Newman não gostava de assistir a seus trabalhos, mas dizia que O Cálice Sagrado (1954), sua primeira investida no cinema e pelo qual recebeu 1 000 dólares por semana, era o pior deles. Ele havia estudado no lendário Actors Studio de Nova York, escola de Marlon Brando e James Dean, e temeu que o "deslize" pudesse manchar sua então promissora carreira. Newman voltou correndo à Broadway, onde estreara em 1952 na peça Picnic, e se reergueu diante das câmeras em filmes comandados por Robert Wise (Marcado pela Sarjeta), Arthur Penn (Um de Nós Morrerá) e Martin Ritt (O Mercador de Almas). O pulo-do-gato aconteceu em Gata em Teto de Zinco Quente, memorável adaptação da peça homônima de Tennessee Williams, que lhe valeu a primeira indicação ao Oscar de melhor ator, em 1959. Na corrida pela estatueta mais nove vezes, levou o prêmio em 1987 por A Cor do Dinheiro, de Martin Scorsese, no qual reencarnou brilhantemente o mesmo Eddie Felson de Desafio à Corrupção (1961).

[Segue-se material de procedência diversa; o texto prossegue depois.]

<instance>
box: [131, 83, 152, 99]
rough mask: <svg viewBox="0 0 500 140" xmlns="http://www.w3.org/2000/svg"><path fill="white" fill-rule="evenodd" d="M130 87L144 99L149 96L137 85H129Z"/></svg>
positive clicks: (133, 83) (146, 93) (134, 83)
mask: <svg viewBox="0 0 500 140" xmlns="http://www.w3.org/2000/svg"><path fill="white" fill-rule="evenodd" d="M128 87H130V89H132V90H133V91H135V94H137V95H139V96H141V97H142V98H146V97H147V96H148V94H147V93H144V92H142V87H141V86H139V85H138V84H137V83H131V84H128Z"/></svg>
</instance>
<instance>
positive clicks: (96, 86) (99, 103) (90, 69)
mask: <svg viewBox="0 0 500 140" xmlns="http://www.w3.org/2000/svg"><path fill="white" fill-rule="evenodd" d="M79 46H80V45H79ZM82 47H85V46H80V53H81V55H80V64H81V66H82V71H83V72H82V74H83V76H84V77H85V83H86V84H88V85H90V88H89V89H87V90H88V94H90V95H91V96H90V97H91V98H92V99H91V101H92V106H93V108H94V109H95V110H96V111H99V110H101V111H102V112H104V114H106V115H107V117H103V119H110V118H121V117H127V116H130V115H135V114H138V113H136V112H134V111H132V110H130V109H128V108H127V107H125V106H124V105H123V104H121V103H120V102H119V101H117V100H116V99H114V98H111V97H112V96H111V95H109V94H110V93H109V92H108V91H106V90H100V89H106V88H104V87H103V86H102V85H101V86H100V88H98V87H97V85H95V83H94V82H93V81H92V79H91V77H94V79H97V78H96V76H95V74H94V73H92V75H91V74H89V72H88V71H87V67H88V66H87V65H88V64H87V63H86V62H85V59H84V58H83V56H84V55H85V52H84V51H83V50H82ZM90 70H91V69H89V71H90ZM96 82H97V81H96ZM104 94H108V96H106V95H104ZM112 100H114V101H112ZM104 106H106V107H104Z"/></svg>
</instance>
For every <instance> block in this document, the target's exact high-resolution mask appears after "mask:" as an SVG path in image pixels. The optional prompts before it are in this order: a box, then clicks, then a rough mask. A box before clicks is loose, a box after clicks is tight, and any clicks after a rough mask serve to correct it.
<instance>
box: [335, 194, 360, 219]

Fora das telas e dos palcos, Newman também marcou forte presença. "É surpreendente que eu tenha sobrevivido às bebedeiras, ao cigarro, às corridas de carro e à profissão", disse ele certa vez, com uma ponta de ironia. A morte de seu único filho homem, fruto do primeiro casamento (com Jacqueline Witte), por overdose, em 1978, levou o ator a liderar campanhas contra as drogas. Ainda abatido pelo luto, abriu, em 1982, a empresa Newman’s Own, inicialmente especializada em molhos para saladas, e passou a doar todo o lucro para a caridade. Tinha orgulho de seu trabalho à frente da Hole in the Wall Gang Camp, instituição para cuidar de crianças com câncer. Newman, que era piloto profissional, adorava a alta velocidade e acompanhava de perto os resultados de sua equipe, a Newman-Haas, da Fórmula Indy.

Com Joanne Woodward, sua esposa desde 1958, teve três filhas e formou um dos casais mais sólidos de Hollywood. Foi também com Joanne, em Rachel, Rachel (1968), que se projetou como cineasta – Newman viria a dirigir outros cinco filmes, mas sem o mesmo êxito. Inimigo declarado de Richard Nixon, era democrata de carteirinha. Com sua morte, Barack Obama perdeu um ativista. Joanne perdeu seu querido companheiro de cinco décadas. E o cinema perdeu aqueles tão cintilantes olhos azuis.